I'll give you one little secret about the way I've made it a little easier, which is this: I think everybody has extra clothes around the house that they're ready to give away or donate. And so what I do is, I gather all those up, and before I go on a trip, and that's what I pack.
And so along the way, as I've starting to use up clothes, I donate them as I go. So any photograph of me from trips, I'm wearing the worst clothing in my closet, but it's not coming back. So hopefully my bag gets lighter over the days of travel, rather than getting heavier.
Jenny Davis: That's brilliant. Now, I know that taking vacations is great and there's all sorts of studies that show that taking vacations are healthy for you, but of course it's always difficult for lawyers to detach from the office. So I was wondering if you had any thoughts about how these adventures had made you a better lawyer?
Rugger Burke: You know, yeah. Asking the question, yeah, a couple of things come to mind. One, probably having a little more empathy for people. And since you see people in all different environments, it gives you sort of a broader sense of what people experience. It's also really good for relationship building.
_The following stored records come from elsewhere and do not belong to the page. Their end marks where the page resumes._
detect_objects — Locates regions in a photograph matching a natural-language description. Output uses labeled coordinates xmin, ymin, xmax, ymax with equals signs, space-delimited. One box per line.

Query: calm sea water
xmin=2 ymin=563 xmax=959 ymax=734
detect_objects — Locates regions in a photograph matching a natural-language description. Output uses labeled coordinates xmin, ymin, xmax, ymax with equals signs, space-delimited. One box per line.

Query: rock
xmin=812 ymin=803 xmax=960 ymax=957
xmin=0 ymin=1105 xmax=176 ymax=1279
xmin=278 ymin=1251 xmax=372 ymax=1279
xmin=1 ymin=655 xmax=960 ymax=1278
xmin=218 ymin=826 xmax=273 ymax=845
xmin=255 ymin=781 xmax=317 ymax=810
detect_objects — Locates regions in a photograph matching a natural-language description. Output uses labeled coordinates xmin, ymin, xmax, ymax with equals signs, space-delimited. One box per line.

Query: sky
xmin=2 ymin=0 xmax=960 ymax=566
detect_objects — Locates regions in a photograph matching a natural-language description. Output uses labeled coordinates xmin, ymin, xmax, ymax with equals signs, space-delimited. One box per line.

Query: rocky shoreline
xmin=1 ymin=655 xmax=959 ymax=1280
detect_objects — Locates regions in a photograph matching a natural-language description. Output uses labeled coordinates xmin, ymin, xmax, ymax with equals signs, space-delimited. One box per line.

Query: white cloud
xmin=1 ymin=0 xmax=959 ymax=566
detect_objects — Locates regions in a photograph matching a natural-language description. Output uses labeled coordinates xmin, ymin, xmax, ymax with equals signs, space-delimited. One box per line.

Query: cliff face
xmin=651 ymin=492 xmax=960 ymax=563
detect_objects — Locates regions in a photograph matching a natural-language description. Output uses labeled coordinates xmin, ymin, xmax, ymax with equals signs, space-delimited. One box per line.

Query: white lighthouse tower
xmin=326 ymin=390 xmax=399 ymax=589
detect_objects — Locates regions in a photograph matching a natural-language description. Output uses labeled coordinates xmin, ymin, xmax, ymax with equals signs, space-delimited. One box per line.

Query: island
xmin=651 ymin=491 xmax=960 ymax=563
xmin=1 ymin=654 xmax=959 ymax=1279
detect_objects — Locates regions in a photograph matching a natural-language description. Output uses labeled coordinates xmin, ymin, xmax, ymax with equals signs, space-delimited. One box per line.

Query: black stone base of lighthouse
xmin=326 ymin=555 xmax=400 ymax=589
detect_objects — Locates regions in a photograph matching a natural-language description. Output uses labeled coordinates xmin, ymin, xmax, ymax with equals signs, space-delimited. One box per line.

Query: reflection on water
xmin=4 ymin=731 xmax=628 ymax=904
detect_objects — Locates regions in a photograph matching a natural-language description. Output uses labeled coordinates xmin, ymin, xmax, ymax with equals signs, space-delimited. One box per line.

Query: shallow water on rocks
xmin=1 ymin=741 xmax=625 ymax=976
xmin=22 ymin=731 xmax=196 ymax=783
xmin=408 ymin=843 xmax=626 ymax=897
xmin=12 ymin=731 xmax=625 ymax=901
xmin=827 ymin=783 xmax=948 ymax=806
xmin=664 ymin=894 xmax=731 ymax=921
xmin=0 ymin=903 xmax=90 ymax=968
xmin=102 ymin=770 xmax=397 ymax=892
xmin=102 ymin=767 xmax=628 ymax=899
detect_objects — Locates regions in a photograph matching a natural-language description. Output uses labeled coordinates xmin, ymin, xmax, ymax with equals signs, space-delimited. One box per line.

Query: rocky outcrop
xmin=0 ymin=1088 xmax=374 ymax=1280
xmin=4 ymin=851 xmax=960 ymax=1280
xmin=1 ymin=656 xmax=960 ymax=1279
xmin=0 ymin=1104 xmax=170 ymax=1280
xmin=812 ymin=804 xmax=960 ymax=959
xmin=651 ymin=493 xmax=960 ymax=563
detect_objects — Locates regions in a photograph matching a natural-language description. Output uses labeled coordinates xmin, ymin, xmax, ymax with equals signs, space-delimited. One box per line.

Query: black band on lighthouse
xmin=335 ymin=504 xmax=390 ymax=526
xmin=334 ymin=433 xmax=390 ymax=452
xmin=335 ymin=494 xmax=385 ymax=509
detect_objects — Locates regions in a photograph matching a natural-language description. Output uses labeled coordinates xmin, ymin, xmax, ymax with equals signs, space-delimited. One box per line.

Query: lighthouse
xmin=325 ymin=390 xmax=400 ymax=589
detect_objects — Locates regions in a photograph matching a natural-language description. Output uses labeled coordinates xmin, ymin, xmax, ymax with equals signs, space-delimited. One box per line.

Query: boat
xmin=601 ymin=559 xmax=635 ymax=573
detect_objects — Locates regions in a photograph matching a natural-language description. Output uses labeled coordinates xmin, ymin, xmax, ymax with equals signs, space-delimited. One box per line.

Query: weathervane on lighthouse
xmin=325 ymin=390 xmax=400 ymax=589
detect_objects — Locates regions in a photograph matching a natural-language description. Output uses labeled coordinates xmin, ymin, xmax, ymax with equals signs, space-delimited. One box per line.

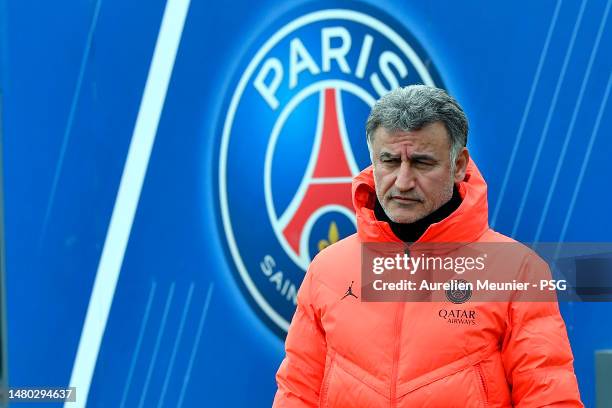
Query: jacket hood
xmin=351 ymin=158 xmax=489 ymax=243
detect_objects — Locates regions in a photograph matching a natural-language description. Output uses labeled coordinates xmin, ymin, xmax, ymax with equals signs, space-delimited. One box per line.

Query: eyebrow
xmin=409 ymin=153 xmax=438 ymax=162
xmin=379 ymin=151 xmax=438 ymax=162
xmin=379 ymin=151 xmax=400 ymax=160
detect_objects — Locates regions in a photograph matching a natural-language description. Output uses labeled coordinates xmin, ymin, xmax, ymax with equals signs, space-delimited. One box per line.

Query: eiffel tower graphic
xmin=273 ymin=88 xmax=360 ymax=269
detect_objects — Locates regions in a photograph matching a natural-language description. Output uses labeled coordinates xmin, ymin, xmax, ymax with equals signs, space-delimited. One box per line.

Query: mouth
xmin=391 ymin=196 xmax=421 ymax=204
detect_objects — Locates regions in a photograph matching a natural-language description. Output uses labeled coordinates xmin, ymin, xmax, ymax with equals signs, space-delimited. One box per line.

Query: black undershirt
xmin=373 ymin=186 xmax=462 ymax=243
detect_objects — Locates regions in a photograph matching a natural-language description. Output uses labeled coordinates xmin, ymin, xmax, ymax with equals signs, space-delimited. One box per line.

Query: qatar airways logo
xmin=217 ymin=6 xmax=443 ymax=336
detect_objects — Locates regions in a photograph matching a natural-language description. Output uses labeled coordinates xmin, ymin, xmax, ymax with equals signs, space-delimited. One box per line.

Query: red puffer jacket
xmin=273 ymin=160 xmax=583 ymax=407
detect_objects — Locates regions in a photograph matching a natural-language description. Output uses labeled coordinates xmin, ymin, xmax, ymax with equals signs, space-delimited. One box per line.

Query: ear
xmin=453 ymin=148 xmax=470 ymax=183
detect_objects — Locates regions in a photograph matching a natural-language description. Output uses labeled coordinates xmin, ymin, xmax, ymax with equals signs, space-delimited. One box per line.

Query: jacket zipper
xmin=475 ymin=363 xmax=488 ymax=407
xmin=390 ymin=303 xmax=405 ymax=407
xmin=319 ymin=352 xmax=335 ymax=407
xmin=390 ymin=244 xmax=410 ymax=407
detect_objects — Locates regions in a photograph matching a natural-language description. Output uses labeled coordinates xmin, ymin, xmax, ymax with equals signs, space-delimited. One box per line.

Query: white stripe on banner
xmin=490 ymin=0 xmax=563 ymax=228
xmin=65 ymin=0 xmax=191 ymax=406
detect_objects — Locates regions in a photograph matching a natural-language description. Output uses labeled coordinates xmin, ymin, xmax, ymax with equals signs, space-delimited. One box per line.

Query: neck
xmin=374 ymin=186 xmax=462 ymax=243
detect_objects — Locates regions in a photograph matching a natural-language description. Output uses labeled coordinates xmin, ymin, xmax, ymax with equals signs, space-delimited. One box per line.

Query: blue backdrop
xmin=2 ymin=0 xmax=611 ymax=407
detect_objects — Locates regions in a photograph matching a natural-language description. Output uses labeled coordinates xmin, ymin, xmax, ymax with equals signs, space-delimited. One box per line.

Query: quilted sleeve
xmin=272 ymin=259 xmax=327 ymax=407
xmin=501 ymin=253 xmax=583 ymax=407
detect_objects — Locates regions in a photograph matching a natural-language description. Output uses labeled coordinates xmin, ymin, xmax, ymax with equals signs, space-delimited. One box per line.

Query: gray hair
xmin=366 ymin=85 xmax=468 ymax=162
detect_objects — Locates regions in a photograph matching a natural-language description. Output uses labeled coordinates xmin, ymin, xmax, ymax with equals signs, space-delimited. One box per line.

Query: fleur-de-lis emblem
xmin=318 ymin=221 xmax=339 ymax=252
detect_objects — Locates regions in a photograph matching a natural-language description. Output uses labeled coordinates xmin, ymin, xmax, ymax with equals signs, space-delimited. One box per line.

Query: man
xmin=273 ymin=86 xmax=583 ymax=407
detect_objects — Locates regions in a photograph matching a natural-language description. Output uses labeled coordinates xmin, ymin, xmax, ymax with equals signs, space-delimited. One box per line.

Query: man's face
xmin=370 ymin=122 xmax=465 ymax=224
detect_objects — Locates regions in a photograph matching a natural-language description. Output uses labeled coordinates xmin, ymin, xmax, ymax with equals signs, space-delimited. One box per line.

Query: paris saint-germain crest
xmin=217 ymin=5 xmax=444 ymax=336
I think one thing we were talking about earlier, is some people are quiet, and some people have different ways of meeting folks. But this way, you're sort of in a continual forced environment where you have to interact and meet people, and it's really helpful because I tend to be one of those people that's otherwise quiet. But when you're out there, you know it forces conversations and so forth, and that's really enjoyable.
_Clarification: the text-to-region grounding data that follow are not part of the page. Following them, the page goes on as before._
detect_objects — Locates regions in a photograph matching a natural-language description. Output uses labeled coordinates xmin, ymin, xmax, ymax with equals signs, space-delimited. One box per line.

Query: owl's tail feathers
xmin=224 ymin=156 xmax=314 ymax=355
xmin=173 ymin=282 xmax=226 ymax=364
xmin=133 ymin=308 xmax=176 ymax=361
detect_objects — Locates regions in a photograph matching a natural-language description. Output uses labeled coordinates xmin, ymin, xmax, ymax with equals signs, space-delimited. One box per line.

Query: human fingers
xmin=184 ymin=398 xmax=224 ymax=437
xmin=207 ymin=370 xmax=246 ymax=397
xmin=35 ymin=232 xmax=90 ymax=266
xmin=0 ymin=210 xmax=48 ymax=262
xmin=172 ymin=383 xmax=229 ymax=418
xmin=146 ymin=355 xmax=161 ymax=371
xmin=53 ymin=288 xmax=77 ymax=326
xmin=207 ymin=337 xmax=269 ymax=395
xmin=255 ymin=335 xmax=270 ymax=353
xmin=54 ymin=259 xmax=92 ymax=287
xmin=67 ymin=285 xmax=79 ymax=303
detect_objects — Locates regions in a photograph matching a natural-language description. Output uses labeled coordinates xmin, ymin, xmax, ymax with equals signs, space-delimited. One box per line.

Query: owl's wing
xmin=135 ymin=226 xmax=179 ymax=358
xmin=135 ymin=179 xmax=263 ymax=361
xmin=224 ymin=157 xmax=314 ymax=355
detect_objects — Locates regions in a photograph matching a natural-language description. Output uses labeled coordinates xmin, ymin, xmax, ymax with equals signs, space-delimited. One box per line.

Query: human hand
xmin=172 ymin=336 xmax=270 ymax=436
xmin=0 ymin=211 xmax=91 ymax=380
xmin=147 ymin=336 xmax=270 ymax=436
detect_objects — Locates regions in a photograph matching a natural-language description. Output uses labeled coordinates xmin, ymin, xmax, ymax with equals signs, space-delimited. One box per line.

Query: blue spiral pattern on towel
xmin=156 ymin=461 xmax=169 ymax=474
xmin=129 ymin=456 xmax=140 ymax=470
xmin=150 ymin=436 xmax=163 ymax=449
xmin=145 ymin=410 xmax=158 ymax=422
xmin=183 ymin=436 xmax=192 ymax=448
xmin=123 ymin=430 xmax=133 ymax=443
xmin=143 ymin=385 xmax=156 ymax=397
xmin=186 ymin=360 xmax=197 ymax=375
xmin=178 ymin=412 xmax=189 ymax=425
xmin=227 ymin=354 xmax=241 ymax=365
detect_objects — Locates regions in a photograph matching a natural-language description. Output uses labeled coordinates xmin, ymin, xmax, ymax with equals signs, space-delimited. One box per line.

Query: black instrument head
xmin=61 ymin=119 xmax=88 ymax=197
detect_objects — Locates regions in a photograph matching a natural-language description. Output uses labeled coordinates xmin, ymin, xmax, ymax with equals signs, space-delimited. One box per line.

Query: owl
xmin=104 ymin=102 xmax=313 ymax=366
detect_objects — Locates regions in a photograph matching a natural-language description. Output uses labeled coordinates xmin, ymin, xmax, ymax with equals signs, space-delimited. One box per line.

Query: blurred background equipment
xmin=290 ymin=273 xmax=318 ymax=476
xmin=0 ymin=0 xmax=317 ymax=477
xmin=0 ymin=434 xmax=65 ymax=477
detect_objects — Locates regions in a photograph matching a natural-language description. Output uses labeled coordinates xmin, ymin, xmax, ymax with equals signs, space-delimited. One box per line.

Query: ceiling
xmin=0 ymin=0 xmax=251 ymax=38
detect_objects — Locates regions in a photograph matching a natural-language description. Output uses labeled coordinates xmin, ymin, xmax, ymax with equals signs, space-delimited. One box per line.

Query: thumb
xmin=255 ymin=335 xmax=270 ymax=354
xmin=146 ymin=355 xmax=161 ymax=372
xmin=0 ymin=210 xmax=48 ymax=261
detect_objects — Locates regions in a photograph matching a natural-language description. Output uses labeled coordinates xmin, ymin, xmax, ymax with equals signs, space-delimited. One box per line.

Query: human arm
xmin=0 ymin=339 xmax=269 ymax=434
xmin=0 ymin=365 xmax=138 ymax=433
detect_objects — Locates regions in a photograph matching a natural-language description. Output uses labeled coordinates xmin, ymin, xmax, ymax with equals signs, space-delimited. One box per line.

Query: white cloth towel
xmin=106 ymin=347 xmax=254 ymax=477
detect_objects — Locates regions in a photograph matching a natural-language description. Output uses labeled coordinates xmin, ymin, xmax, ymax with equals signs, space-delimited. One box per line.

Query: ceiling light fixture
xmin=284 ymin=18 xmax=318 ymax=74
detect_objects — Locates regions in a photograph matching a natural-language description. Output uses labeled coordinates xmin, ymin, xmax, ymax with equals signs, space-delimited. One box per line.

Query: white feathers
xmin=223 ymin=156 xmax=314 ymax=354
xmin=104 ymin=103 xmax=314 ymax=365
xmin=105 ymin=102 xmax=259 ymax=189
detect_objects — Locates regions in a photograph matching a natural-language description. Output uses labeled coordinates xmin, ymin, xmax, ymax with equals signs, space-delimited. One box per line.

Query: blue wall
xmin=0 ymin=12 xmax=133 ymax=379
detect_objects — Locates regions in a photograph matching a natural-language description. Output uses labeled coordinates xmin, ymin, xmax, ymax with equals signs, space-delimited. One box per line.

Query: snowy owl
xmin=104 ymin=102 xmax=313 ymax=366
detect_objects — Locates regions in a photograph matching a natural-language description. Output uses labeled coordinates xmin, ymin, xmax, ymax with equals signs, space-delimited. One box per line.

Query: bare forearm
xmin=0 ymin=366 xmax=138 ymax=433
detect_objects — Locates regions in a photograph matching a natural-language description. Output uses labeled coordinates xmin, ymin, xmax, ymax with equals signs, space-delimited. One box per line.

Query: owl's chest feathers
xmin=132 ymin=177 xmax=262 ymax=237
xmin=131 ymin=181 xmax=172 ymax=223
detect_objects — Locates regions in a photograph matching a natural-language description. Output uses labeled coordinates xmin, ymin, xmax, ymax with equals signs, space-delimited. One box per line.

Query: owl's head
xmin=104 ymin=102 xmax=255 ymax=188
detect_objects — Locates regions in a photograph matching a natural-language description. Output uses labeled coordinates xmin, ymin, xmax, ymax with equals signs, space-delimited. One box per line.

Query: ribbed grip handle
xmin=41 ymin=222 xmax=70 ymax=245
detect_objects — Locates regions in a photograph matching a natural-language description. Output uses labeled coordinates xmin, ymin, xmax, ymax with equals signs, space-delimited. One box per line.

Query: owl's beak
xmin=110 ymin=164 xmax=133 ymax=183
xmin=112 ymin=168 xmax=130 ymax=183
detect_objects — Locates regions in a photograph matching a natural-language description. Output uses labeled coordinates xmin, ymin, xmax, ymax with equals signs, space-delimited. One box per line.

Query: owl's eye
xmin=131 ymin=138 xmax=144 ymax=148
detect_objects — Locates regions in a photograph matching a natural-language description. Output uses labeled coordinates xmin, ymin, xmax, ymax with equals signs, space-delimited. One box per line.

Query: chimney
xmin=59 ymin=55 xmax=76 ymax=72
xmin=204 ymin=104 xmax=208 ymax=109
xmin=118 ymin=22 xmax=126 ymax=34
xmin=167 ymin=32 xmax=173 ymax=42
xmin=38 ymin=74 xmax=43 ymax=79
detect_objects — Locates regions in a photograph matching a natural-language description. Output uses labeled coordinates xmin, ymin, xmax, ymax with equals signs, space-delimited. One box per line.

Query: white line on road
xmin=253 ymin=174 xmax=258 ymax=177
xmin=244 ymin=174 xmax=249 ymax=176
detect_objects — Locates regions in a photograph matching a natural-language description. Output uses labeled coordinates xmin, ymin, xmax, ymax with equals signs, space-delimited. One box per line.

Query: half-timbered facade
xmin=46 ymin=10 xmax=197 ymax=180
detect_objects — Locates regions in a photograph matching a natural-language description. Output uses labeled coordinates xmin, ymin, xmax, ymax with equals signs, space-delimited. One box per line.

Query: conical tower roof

But probably the best thing is, lawyers are really good at putting out fires. They're really good at fire drills, but not so good–this is my own experience, at least–not so good at figuring out the fire-suppression system. In other words, what's the long term strategy? And when you're away, you get sort of that zoom out that's necessary to sort of help you figure out the strategy, whether it's with a case, your career, the path of your firm, etc.
But all those things, when your mind is free and some unstructured time, a lot of that stuff just comes up organically. And you come back not only refreshed, but your vision, for the long term, is much much clearer. That's been my experience.
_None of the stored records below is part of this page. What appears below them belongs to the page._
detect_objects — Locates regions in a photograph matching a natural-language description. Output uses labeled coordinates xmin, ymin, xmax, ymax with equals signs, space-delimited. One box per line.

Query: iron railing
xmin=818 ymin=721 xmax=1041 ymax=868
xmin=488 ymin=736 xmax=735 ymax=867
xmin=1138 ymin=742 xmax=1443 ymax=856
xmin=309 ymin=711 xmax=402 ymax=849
Jenny Davis: Do you have any suggestions for a shorter vacation that a lawyer could take who only had maybe two or three days?
Rugger Burke: Absolutely, yeah, yeah. Sure. I think Santa Fe is great, if you can pop over to Albuquerque and then it's like a 45-minute drive. Colorado's right in the center of the country, and in the off-season it's great. I particularly like it in the summer. And then anywhere on the coast. It turns out like the Dominican Republic is just a direct flight for a lot of people. Belize is a direct flight for a lot of people. It's only two-and-a-half hours direct flight from Dallas. You can go down there for a long weekend, if you want, and have a great time. But you know Jackson Hole, lots of places around the U.S. that you just go and enjoy. Even in some place like a Savannah, Ga., you can really have a lot of fun.
Jenny Davis: So I have to ask, where are you going next? What's next on your agenda?
Rugger Burke: It's funny, I got a text from a friend today, he said, "Hey, I found some motorcycles in Cuba!" I'm like, "OK. Sure, why not? Sounds good."
Jenny Davis: Adios!
Rugger Burke: So if I don’t go to Cuba, it'll probably be Iceland.
Jenny Davis: Well, thank you so much for spending time with us and speaking with us today.
Rugger Burke: Thank you so much. Thank you, Jenny.